After not accepting an out-of-state relocation, my employer offered a retention/severance package to stay until this month, with assurances that they would find me suitable employment before then. That did not happen and I was laid off (3 weeks ago). Release agreement was signed by myself and employer. Agreement does not discuss/stipulate any termination of payment should I be rehired (which i was 04/19/11). Employer now offered a job that pays 30% less than my old salary. Offer letter discusses reinstatement of benefits but no mention of retention/severance termination. Must I take or can I refuse this job, and what happens if I do?

Asked on April 21, 2011 under Employment Labor Law, New Jersey

Answers:

SJZ, Member, New York Bar / FreeAdvice Contributing Attorney

Answered 10 years ago | Contributor

1) You don't have to take the job except inasmuch as if you're collecting unemployment, refusing to take it may render you ineligible to collect; so just weight that, if it's a factor, in your decision.

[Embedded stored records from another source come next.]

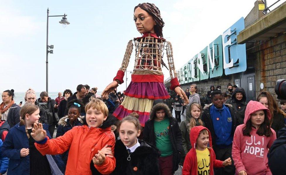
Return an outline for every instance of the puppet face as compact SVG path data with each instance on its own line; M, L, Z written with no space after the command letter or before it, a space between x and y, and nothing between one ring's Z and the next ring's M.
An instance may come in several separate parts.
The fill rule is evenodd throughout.
M134 20L137 30L140 34L147 32L155 33L154 27L156 22L153 17L140 7L135 10Z

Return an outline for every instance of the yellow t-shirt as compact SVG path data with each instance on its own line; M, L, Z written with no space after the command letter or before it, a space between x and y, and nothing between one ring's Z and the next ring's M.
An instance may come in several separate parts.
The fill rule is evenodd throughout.
M203 151L196 149L198 175L209 175L210 158L209 149Z

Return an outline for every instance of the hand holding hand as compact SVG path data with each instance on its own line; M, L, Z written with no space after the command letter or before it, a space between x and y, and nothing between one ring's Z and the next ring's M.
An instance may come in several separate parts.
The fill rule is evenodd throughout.
M41 141L46 137L47 132L43 129L42 123L39 123L39 127L35 123L34 124L34 128L32 129L33 132L31 133L31 136L34 139L37 141Z
M105 155L103 152L98 150L98 153L95 155L94 157L92 158L92 161L94 164L100 165L104 162L105 158Z
M181 97L182 100L184 100L184 103L186 104L189 104L189 99L188 97L186 95L186 93L185 91L183 90L180 86L177 86L175 88L175 92Z
M111 147L109 146L107 144L101 149L101 151L102 152L106 157L110 158L113 157L113 154L111 150Z
M23 157L28 155L29 153L28 148L22 148L20 151L20 157Z
M238 172L238 174L239 175L247 175L246 172L244 170L242 170Z
M222 162L222 165L225 166L230 165L231 164L231 159L230 158L229 158L227 159L226 159Z
M106 94L108 95L109 94L118 86L118 83L115 80L113 81L111 83L107 85L101 93L101 96L105 97Z

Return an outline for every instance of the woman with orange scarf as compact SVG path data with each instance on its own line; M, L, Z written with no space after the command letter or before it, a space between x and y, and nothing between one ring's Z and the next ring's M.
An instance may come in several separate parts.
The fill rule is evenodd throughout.
M11 128L20 122L21 108L15 103L14 90L6 90L2 93L3 102L0 104L2 120L7 120Z

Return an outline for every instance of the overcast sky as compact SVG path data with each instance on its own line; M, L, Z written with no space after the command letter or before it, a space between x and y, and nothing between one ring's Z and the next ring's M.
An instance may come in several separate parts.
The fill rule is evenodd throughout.
M241 17L246 17L255 1L149 2L161 11L164 38L172 43L178 69ZM36 92L45 90L48 7L50 15L66 13L71 23L64 28L59 23L61 17L49 18L49 45L55 48L54 54L49 56L49 91L70 89L74 92L78 85L87 83L102 90L115 76L128 41L140 36L133 17L134 7L142 2L0 0L0 90L23 92L30 87ZM128 70L134 64L134 52ZM167 62L166 55L163 59ZM166 79L168 71L163 69ZM127 77L129 84L129 72ZM125 82L118 90L125 90Z

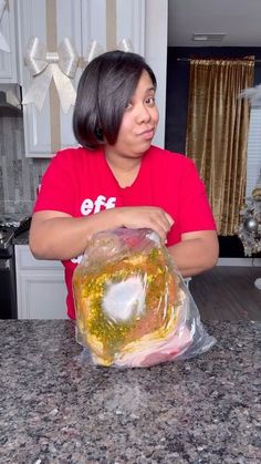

2) If you are rehired without any agreement, prior to rehiring, about repaying severance, you don't need to repay them (unless the severance agreement itself had something in about repayment in the event of rehiring.

3) However, if the severance is being paid over time rather than lump sum--e.g. you are being essentially continued on payroll and on insurance--then in that case, it would probably be that the severance would discontinue on rehiring, since in essence you'll have swapped being on payroll at X level (e.g. being continued on payroll as your severance) for being on payroll at 70% of X. So if you're being paid over time, depending on how its structured, you *might* lose the payments.

Again, though, you can't be forced to take the job as a general legal matter (unless, as stated, there's something in the severance package/agreement about rehiring).

4) If they offer you the job, the offer could be made contingent on repaying severance; then you'd have to decide what to do. This would need to happen prior to accepting; once you accept a job offer, they can't change the terms after the fact.